SF -7.5 -165 55.5 O/U
LA +7.5 +600 55.5 O/U
- The number in the first column after the team refers to the most common bet, or the “point spread.” One team needs to beat the other team by a certain number of points, or not lose by more than that amount. I placed $10 on LA (+7.5) which meant as long they didn’t lose by more than 8 points, I would double my money less the casino’s 10 percent.
- The second column is the “money line” which is the easiest because it means you just have to pick the winner of the game. I could win $100 by betting $165 on the favorite, or I could win $600 by betting $100 on the underdog. Moving the decimal point, I bet $10 on long shot LA, to win $60.
- The third column is the “Over/Under” which refers to the total points scored by both teams.

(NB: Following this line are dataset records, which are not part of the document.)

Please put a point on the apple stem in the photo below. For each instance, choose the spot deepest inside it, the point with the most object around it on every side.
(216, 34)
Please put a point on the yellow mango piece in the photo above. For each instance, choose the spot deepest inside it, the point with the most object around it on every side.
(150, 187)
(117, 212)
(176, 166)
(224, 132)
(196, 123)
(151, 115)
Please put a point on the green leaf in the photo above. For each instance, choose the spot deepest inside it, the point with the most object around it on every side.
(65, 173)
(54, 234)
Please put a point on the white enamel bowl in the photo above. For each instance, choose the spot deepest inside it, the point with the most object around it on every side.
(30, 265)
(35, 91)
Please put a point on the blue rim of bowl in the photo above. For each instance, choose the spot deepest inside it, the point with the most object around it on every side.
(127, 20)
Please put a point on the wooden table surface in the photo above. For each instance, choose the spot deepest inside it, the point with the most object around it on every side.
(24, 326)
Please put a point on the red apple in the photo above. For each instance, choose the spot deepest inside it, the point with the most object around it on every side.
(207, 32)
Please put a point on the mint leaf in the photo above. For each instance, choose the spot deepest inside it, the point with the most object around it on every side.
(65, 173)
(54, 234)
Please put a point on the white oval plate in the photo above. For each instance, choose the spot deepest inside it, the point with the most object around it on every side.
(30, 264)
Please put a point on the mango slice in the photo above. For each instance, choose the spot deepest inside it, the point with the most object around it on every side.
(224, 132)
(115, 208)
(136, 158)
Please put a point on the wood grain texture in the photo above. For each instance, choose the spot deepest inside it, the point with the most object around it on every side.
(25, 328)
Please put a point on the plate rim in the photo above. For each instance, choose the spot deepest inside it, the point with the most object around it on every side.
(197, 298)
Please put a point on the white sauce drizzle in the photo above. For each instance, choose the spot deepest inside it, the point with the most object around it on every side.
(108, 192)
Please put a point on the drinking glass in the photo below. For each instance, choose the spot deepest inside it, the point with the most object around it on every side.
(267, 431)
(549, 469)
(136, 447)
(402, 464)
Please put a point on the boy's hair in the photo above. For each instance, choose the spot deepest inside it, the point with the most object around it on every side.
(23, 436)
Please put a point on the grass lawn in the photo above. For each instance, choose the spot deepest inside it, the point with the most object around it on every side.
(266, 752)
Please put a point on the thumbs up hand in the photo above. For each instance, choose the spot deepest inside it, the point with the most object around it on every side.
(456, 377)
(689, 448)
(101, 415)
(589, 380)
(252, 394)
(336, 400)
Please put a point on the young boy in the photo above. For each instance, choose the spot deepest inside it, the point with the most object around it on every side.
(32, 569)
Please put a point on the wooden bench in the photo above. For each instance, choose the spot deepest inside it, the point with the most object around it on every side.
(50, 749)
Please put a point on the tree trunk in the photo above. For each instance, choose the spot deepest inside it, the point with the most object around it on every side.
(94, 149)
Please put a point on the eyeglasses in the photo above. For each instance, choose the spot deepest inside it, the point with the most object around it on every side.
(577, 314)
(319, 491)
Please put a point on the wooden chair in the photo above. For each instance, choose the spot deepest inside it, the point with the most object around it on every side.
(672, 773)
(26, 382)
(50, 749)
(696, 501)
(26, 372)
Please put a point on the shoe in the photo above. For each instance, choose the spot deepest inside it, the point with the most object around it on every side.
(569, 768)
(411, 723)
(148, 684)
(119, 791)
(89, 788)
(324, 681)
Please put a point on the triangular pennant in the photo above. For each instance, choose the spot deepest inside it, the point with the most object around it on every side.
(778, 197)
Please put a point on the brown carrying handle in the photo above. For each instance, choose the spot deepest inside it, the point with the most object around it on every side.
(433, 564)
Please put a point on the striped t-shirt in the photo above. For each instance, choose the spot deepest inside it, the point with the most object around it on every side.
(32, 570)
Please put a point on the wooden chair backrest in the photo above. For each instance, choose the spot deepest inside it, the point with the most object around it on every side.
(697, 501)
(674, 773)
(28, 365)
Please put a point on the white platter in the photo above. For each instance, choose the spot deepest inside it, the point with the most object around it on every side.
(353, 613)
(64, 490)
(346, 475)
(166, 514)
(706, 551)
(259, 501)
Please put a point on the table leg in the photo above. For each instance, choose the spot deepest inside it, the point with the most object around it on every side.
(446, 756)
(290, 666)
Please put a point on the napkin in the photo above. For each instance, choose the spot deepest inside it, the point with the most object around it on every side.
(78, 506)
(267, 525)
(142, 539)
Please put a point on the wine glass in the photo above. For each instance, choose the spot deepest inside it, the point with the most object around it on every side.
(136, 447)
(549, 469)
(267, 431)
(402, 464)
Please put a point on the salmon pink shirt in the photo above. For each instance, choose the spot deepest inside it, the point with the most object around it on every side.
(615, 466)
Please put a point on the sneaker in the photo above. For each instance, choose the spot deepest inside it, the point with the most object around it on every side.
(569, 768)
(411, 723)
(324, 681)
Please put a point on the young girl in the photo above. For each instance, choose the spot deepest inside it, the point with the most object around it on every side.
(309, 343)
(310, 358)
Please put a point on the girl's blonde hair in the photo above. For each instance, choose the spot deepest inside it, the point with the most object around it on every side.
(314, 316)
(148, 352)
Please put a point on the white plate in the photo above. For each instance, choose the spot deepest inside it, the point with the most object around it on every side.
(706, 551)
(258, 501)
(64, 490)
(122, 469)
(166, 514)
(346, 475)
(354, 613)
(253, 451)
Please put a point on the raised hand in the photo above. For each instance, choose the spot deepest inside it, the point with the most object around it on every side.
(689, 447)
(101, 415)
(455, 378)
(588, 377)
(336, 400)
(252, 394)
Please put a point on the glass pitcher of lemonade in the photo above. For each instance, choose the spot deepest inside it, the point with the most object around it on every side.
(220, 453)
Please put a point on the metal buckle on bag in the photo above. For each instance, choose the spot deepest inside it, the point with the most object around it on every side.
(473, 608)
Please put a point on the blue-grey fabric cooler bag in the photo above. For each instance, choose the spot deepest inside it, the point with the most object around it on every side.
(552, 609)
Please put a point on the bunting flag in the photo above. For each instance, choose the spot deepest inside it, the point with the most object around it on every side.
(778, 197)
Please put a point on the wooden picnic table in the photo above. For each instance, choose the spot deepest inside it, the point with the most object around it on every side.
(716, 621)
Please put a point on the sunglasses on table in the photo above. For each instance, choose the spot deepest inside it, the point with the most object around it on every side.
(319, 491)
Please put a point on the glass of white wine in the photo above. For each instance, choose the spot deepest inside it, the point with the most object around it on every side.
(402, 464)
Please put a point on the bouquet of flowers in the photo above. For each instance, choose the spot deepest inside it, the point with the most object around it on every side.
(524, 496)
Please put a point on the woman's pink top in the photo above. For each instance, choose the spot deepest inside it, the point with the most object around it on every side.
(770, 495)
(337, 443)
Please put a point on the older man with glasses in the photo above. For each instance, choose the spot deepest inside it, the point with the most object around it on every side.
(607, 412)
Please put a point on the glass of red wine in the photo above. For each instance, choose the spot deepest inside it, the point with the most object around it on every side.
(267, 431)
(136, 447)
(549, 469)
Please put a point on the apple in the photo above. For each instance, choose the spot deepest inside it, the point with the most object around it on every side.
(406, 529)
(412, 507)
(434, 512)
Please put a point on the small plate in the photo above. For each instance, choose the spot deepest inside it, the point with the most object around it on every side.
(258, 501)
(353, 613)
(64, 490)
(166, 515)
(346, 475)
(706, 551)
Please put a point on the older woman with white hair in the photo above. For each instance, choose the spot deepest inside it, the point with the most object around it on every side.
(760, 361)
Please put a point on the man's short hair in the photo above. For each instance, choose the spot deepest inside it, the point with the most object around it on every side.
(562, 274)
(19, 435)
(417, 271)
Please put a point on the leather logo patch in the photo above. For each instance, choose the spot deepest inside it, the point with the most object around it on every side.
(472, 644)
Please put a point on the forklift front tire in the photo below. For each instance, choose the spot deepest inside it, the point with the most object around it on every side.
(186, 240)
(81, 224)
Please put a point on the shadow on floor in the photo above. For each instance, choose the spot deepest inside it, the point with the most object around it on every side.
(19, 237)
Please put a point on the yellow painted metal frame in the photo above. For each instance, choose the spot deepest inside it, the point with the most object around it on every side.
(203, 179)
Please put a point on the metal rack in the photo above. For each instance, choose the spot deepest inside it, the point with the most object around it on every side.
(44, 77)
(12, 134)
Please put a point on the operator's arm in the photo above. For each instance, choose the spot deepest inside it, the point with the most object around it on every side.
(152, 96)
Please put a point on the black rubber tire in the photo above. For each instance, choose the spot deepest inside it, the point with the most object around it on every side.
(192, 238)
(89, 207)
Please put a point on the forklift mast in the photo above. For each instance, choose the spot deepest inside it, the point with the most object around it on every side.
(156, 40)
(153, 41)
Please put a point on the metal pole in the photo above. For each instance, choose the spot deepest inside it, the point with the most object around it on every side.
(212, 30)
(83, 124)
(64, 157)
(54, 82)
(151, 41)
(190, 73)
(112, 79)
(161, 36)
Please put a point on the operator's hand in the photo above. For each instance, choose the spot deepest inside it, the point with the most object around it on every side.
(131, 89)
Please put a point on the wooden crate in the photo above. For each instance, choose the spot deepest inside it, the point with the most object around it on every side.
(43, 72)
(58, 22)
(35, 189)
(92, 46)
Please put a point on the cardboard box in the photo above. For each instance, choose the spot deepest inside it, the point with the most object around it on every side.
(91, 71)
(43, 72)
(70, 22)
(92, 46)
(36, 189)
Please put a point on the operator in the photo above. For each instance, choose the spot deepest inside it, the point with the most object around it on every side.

I like defense, so I bet $10 on the Under (this also means I could double my money).
“Prop Bets” are available for big games, allowing you to wager on everything from the length of the National Anthem to the color of the sports drink poured on the winning coach.
An insider’s tip
With my three bets in, I settled into a movie theater-style seat in the video stadium at The Book at Harveys Lake Tahoe, Nevada’s only non-smoking race and sportsbook. As LA kicked a field goal at the end of the game to make the final score 30-24, I celebrated gleefully. Despite LA losing, they still covered the point spread. The Under also barely paid off, however my long shot on the money line didn’t. For those scoring at home, I bet $30 on the game and cashed my tickets in for $38. caesars.com
Need to place your wager before the Sports Books open? For my early morning English Premier League matches, I use the convenient self-service kiosks at the William Hill Sports Book inside the Hard Rock Hotel & Casino. You can follow all of your games on 40+ HD TVs, ensuring you make those bets before the sun rises and long after it sets. hardrockcasinolaketahoe.com
With 48 TVs and a Slushee Bar, The Zone at MontBleu Resort, Casino & Spa is perfect for chillin’ out when you’re steaming mad at the referees. montbleuresort.com
With just about every satellite sports package, watching a Wednesday night UNR game and eating delicious wings at the Tavern Bar inside Lakeside Inn and Casino, was so much better than a crowded sports bar. lakesideinn.com
During my annual guy’s trip, I reserved one of the VIP rooms at the William Hill Sports Book at the Grand Sierra Resort and Casino. In addition to the private TV, comfortable sofas and restrooms, the proximity to place more bets while watching their giant projection screen ensured a repeat visit. grandsierraresort.com
Watching the game is more fun when you have some skin in it, but keep in mind that sports betting is best when it’s solely for entertainment. Bet as little as $2 but never more than you can afford to lose.
Just remember, no matter how much you yell and scream at the TV, you can’t change the outcome of the game. However, you can get paid for it.